HCFA gets a new name as feds attempt to improve it
Agency split into three new business centers
It’s not your same HCFA anymore. In June, Bush administration officials began their first efforts to restructure the agency formerly known as the Health Care Financing Administration. The agency badly needs reorganization, says new administrator Thomas Scully, former president and CEO of the Federation of American Hospitals. Scully was sworn in on May 29. "Medicare is a structural mess," Scully said in a public statement.
In early June, Department of Health and Human Services Secretary Tommy Thompson announced the cross-departmental Task Force on Regulatory Reform. This effort aims to eliminate unnecessary burdens and duplicative paperwork caused by federal regulations that impede patient care.
The American Hospital Association (AHA) in Chicago applauded the initiative. "Secretary Thompson has thrown a lifeline to the nurses, doctors, and others across this country who are drowning in a sea of paperwork," says AHA president Dick Davidson.
On June 14, Thompson announced a new name and structure for HCFA. The name, the Centers for Medicare and Medicaid Services (CMS), better reflects the mission of the agency, as well as a renewed commitment to be more responsive to health care consumers and providers, he says. He also announced that the agency is being split into three new business centers:
• Center for Beneficiary Choices.
This center focuses on beneficiary education, providing beneficiaries with the information they need to make their health care decisions.

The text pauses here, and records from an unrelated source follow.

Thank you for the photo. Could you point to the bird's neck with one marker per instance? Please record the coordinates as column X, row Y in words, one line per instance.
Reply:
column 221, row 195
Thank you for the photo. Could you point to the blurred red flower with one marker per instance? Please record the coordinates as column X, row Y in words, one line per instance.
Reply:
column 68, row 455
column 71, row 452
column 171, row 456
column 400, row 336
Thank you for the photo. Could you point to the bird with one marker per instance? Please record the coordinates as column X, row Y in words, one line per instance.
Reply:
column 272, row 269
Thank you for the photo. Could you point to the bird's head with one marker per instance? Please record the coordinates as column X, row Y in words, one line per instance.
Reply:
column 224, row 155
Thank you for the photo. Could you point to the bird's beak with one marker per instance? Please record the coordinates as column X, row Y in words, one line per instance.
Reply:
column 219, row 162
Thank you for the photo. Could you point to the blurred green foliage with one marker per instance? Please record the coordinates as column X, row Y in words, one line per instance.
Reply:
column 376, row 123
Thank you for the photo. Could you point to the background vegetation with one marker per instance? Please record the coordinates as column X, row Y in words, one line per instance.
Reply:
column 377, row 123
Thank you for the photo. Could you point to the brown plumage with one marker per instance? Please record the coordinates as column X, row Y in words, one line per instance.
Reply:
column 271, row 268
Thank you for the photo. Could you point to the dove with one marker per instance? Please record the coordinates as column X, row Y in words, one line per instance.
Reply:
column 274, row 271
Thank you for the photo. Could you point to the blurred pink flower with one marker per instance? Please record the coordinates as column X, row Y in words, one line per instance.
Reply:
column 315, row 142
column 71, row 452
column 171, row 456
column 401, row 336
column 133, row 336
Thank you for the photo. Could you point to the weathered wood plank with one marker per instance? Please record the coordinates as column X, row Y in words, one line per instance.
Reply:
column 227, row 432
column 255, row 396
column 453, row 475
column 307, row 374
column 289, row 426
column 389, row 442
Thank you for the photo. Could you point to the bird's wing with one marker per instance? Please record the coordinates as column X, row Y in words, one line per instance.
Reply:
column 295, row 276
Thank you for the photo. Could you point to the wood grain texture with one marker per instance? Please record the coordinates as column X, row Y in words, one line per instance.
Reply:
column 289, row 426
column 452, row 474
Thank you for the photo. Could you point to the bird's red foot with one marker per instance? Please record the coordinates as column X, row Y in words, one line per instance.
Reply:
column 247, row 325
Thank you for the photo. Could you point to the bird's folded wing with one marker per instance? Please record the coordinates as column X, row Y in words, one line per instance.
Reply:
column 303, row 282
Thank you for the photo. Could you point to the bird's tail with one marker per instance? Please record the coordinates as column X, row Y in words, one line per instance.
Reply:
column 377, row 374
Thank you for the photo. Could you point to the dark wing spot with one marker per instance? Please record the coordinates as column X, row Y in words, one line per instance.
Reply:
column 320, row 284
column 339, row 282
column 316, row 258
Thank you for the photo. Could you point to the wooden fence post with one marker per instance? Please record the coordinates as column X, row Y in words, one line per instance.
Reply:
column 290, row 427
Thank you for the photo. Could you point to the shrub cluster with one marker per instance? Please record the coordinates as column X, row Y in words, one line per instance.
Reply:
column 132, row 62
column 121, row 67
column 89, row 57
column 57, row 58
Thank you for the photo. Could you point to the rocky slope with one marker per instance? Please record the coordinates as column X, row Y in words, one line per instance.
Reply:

The center also includes management of the Medicare+Choice program, consumer research and demonstrations, and grievance and appeals.
• Center for Medicare Management.
This center focuses on the management of the traditional fee-for-service Medicare program, including development and implementation of payment policy and management of Medicare carriers and fiscal intermediaries.
• Center for Medicaid and State Operations.
This center focuses on programs administered by the states, including Medicaid, the Children’s Health Insurance Program, private insurance, survey and certification, and the Clinical Laboratory Improvement Amendments.
Responsiveness is the restructured agency’s No. 1 priority, Thompson and Scully said in statements before the Senate Finance Committee in June, as reported by AHA News. Thompson pledged to clear all backlogged correspondence to the agency by July 1 and promised a 15-business-day turnaround on all future responses.
Each specific provider group will have a senior CMS staff member as a contact person, Thompson added. CMS also plans to launch a $35 million national media campaign in the fall to highlight the health care options available to seniors.